FRANKFURT AM MAIN: The European Central Bank will fend off calls to wind down its massive monetary stimulus when governors meet Thursday, preferring to wait for calmer political waters and fresh economic data, analysts predict.
Faced with continuing political uncertainty and weak inflation, policymakers are unlikely to turn off the taps on mass bond-buying or raise interest rates from historic lows, fearing that doing so would risk nipping the eurozone economic recovery in the bud.
The bank’s interventions in the economy are designed to power growth and push inflation towards its target of just below 2.0 percent.
But while price growth in the 19-nation single currency area briefly overshot the goal in February, it fell back to 1.5 percent in March.
ECB president Mario Draghi on Friday reiterated his conviction that “very substantial” support from the central bank is still needed to bring core, or underlying inflation—excluding volatile food and energy prices—back towards the target.

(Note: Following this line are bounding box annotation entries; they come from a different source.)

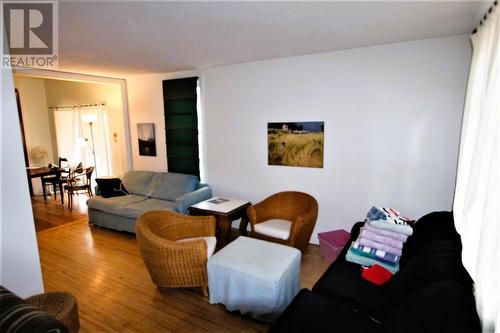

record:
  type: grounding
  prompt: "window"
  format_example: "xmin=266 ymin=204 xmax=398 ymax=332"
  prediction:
xmin=163 ymin=77 xmax=200 ymax=177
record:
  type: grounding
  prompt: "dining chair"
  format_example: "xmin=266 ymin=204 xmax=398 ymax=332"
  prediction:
xmin=64 ymin=166 xmax=95 ymax=211
xmin=247 ymin=191 xmax=318 ymax=251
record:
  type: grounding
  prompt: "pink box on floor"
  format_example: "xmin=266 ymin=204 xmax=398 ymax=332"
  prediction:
xmin=318 ymin=230 xmax=351 ymax=262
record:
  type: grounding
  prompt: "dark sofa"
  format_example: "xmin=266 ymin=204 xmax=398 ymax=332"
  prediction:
xmin=269 ymin=212 xmax=481 ymax=333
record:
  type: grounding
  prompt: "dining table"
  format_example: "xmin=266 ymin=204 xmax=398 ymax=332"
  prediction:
xmin=26 ymin=166 xmax=64 ymax=204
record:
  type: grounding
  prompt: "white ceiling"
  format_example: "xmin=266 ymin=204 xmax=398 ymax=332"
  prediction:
xmin=59 ymin=1 xmax=492 ymax=76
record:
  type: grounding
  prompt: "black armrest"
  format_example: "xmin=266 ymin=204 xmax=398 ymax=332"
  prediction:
xmin=0 ymin=286 xmax=68 ymax=333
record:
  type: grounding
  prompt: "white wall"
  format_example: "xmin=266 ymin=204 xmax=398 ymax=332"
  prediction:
xmin=127 ymin=35 xmax=471 ymax=242
xmin=0 ymin=69 xmax=43 ymax=297
xmin=14 ymin=75 xmax=58 ymax=166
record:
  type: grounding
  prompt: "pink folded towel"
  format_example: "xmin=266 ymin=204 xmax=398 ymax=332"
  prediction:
xmin=360 ymin=228 xmax=403 ymax=249
xmin=358 ymin=237 xmax=402 ymax=256
xmin=363 ymin=223 xmax=408 ymax=243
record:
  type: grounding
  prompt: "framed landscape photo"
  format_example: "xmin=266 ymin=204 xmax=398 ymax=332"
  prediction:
xmin=137 ymin=123 xmax=156 ymax=156
xmin=267 ymin=121 xmax=325 ymax=168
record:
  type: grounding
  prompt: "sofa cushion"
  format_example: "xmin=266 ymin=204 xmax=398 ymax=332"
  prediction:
xmin=147 ymin=172 xmax=199 ymax=201
xmin=123 ymin=171 xmax=156 ymax=197
xmin=399 ymin=211 xmax=460 ymax=267
xmin=87 ymin=194 xmax=147 ymax=211
xmin=312 ymin=222 xmax=392 ymax=320
xmin=113 ymin=198 xmax=175 ymax=219
xmin=391 ymin=239 xmax=473 ymax=306
xmin=254 ymin=219 xmax=292 ymax=239
xmin=177 ymin=236 xmax=217 ymax=259
xmin=268 ymin=289 xmax=383 ymax=333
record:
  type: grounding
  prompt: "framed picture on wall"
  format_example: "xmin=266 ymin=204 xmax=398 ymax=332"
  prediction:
xmin=137 ymin=123 xmax=156 ymax=156
xmin=267 ymin=121 xmax=325 ymax=168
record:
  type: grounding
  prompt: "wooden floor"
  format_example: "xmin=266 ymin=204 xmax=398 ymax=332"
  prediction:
xmin=37 ymin=219 xmax=328 ymax=333
xmin=31 ymin=194 xmax=88 ymax=232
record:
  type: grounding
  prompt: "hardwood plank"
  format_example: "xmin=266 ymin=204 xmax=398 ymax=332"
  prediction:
xmin=37 ymin=219 xmax=328 ymax=332
xmin=31 ymin=193 xmax=88 ymax=232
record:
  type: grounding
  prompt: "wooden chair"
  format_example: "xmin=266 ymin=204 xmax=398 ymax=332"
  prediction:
xmin=247 ymin=192 xmax=318 ymax=251
xmin=58 ymin=156 xmax=70 ymax=184
xmin=41 ymin=166 xmax=64 ymax=205
xmin=64 ymin=167 xmax=94 ymax=211
xmin=135 ymin=211 xmax=216 ymax=296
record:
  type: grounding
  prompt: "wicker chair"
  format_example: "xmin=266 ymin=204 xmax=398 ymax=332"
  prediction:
xmin=247 ymin=192 xmax=318 ymax=251
xmin=135 ymin=211 xmax=216 ymax=296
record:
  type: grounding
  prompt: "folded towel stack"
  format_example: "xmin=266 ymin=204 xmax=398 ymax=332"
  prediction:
xmin=346 ymin=207 xmax=413 ymax=273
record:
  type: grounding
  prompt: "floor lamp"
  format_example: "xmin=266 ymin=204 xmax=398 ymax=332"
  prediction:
xmin=82 ymin=113 xmax=97 ymax=178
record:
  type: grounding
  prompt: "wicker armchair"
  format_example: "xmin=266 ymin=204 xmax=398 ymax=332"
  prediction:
xmin=135 ymin=211 xmax=216 ymax=296
xmin=247 ymin=192 xmax=318 ymax=251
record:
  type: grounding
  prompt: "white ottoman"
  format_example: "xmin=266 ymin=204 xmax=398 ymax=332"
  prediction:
xmin=207 ymin=236 xmax=300 ymax=321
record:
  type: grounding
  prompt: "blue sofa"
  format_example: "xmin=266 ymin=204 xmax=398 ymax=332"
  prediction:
xmin=87 ymin=171 xmax=212 ymax=232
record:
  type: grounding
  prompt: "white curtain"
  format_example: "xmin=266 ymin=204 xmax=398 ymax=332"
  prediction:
xmin=453 ymin=8 xmax=500 ymax=332
xmin=54 ymin=106 xmax=111 ymax=177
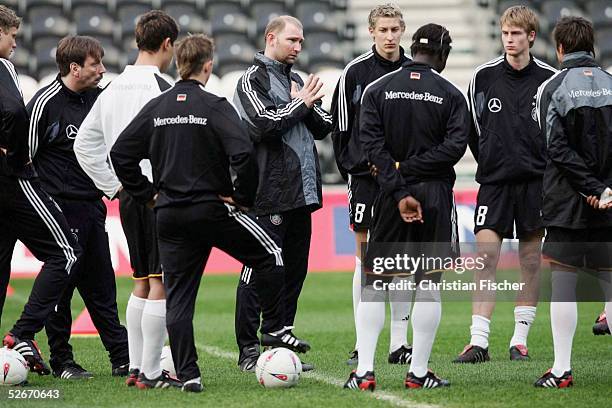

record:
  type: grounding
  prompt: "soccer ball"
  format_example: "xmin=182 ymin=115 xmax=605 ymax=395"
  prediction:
xmin=0 ymin=347 xmax=28 ymax=385
xmin=255 ymin=348 xmax=302 ymax=388
xmin=159 ymin=346 xmax=176 ymax=378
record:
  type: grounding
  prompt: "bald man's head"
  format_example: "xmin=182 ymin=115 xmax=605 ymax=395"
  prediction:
xmin=265 ymin=16 xmax=304 ymax=64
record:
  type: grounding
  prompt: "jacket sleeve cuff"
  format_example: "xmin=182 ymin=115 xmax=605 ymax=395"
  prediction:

“Underlying inflation… is expected to rise only gradually over the medium term,” he told the International Monetary and Financial Committee in Washington.
Draghi and his supporters on the governing council see slack remaining in the economy.
The ECB chief in March labelled higher wages the “lynchpin” of increased inflation, but high unemployment in some member countries means employers still don’t need to offer pay rises, as workers bargain from a weak position.
Meanwhile, policymakers are anxious not to upset financial markets while eurozone heavyweight France navigates a high-stakes presidential election, which far-right anti-euro candidate Marine Le Pen has a real chance of winning after reaching the run-off.
“The meeting comes at a time at which the ECB would rather say nothing than give markets any new information to speculate about,” said economist Carsten Brzeski of ING Diba bank.
While expectations are subdued, observers will still be watching closely for any hint that the ECB may begin “tapering” or winding down its bond purchases, which it decided in December to reduce from 80 billion euros ($87 billion) per month to 60 billion from April.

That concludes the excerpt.